[GIS] R: aggregate raster with ‘mode’ function – how does it work

aggregationrraster

I want to aggregate a very fine resolution raster at various coarser resolutions (that represents many 1000s of categorical polygons).

The aggregate{raster} function is what i've traditionally used, the factor arguement reduces the resolution while the 'fun' allows me to sum, max or whatever.

However, when using fun=modal, how does aggregate behave? If I simply reduce the resolution by a factor of 2 (i.e. quarter the total number of cells) how does aggregate work with new multimodal cells?

example code:

ras <- raster(nrows=10, ncols=10,xmn=0, xmx=10, ymn=0, ymx=10)
ras[1:50] <- 1
ras[51:100] <- 2
x1 <- c(9,10,20,34,54,56,67,88,99)
ras[x1] <- NA
plot(ras)
grid(nx = 10, ny = 10, col = "lightgray", lty = "dotted",lwd = 1)

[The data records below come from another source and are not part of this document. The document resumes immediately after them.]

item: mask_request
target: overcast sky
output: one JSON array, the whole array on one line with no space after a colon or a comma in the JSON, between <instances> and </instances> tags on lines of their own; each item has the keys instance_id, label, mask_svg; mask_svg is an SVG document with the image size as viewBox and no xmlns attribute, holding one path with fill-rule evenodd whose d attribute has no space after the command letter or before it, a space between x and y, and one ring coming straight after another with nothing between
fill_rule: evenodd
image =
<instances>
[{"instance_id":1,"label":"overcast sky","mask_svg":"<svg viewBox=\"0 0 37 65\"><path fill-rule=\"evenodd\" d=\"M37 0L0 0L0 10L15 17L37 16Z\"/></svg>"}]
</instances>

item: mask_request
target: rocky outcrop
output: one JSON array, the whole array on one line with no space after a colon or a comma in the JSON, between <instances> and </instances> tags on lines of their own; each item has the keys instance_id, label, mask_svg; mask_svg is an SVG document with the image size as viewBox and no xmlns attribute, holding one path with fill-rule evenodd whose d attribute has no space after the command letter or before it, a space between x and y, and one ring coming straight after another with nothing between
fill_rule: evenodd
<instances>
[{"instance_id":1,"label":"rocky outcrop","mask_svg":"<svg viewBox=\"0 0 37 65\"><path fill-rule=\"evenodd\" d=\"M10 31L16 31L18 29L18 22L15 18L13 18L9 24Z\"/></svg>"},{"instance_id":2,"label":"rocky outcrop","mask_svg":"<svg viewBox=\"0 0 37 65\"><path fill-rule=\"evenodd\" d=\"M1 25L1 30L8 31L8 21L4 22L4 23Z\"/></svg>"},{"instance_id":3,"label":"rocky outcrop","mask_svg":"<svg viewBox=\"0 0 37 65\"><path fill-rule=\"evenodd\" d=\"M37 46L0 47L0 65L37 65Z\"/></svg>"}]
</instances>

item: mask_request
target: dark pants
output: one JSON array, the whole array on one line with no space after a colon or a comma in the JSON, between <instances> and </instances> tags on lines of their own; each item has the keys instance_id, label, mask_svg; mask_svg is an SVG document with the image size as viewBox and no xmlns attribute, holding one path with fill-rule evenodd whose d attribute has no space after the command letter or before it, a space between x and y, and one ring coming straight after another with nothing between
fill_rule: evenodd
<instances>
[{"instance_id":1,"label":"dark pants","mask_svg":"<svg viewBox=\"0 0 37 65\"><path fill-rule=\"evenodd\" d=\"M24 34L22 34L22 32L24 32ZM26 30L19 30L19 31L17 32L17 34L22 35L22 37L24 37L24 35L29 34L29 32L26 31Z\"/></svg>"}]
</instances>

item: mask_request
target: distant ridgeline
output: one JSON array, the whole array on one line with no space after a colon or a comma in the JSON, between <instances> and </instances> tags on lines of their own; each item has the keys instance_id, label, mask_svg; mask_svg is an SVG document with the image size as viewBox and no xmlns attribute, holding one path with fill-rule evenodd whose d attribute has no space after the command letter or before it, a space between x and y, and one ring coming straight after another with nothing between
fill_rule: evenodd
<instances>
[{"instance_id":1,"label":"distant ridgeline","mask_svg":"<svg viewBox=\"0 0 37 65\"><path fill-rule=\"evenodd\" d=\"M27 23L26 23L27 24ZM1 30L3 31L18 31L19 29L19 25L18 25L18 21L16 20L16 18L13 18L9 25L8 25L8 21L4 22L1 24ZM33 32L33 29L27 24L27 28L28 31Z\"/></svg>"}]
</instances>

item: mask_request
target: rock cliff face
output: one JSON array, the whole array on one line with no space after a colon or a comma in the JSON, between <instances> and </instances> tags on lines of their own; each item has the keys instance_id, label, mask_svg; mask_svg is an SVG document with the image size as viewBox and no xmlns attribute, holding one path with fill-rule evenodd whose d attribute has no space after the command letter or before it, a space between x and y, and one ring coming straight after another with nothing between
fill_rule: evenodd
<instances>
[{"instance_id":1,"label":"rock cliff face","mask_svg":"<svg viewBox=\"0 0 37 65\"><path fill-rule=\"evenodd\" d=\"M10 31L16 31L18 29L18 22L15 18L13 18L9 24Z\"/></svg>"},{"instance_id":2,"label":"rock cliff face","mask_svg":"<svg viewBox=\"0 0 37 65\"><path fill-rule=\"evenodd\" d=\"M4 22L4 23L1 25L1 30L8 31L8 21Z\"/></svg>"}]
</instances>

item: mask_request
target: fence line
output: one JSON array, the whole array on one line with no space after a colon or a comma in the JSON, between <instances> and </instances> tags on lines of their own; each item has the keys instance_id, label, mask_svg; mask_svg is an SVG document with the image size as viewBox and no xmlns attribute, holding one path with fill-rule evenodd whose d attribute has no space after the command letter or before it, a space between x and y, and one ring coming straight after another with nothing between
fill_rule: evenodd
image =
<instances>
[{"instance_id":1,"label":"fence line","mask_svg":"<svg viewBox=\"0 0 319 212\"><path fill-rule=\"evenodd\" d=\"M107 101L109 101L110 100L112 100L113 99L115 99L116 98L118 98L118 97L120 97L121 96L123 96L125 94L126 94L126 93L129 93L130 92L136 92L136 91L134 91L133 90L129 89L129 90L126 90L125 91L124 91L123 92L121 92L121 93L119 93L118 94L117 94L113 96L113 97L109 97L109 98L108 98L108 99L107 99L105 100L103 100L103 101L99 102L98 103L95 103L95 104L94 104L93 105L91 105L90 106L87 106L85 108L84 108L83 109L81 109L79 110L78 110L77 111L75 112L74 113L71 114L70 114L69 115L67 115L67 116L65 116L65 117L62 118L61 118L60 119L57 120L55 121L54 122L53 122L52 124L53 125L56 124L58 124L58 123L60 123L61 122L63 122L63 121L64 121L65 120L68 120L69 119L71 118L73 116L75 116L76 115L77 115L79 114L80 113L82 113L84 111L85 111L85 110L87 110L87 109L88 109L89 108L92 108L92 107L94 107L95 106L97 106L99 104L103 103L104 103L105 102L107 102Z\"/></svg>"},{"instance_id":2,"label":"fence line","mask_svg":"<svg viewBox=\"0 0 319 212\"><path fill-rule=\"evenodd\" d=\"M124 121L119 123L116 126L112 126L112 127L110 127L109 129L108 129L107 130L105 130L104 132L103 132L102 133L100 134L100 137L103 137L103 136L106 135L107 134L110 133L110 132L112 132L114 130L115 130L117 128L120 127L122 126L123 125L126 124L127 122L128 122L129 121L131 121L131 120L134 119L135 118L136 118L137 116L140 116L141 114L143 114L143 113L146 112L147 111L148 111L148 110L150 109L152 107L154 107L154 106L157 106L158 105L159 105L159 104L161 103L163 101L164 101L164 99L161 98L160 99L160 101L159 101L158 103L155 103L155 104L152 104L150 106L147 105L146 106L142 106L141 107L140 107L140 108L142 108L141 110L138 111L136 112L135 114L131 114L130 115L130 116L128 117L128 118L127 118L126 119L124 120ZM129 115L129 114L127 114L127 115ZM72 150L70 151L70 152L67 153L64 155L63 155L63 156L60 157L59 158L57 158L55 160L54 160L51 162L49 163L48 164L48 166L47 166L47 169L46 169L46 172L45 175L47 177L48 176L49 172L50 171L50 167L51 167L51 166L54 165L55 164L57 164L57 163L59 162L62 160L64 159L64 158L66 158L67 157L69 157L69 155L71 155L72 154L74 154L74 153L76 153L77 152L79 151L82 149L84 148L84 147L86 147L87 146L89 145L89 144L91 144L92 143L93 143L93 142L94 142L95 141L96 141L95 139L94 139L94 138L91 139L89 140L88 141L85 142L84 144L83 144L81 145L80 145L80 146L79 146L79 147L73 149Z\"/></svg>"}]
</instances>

ras2 <- aggregate(ras,fact=2,expand=FALSE,fun=modal,na.rm=T)
x11()
plot(ras2)
grid(nx = 10, ny = 10, col = "lightgray", lty = "dotted",lwd = 1)

Ideally, when reducing by a factor, if there is a multimodal result I'd like aggregate to randomly assign the new cell one of the modal values and not always choose the same (if that's indeed what it does). Larger factors such as 5 etc are less likely to cause this issue but it is still entirely possible.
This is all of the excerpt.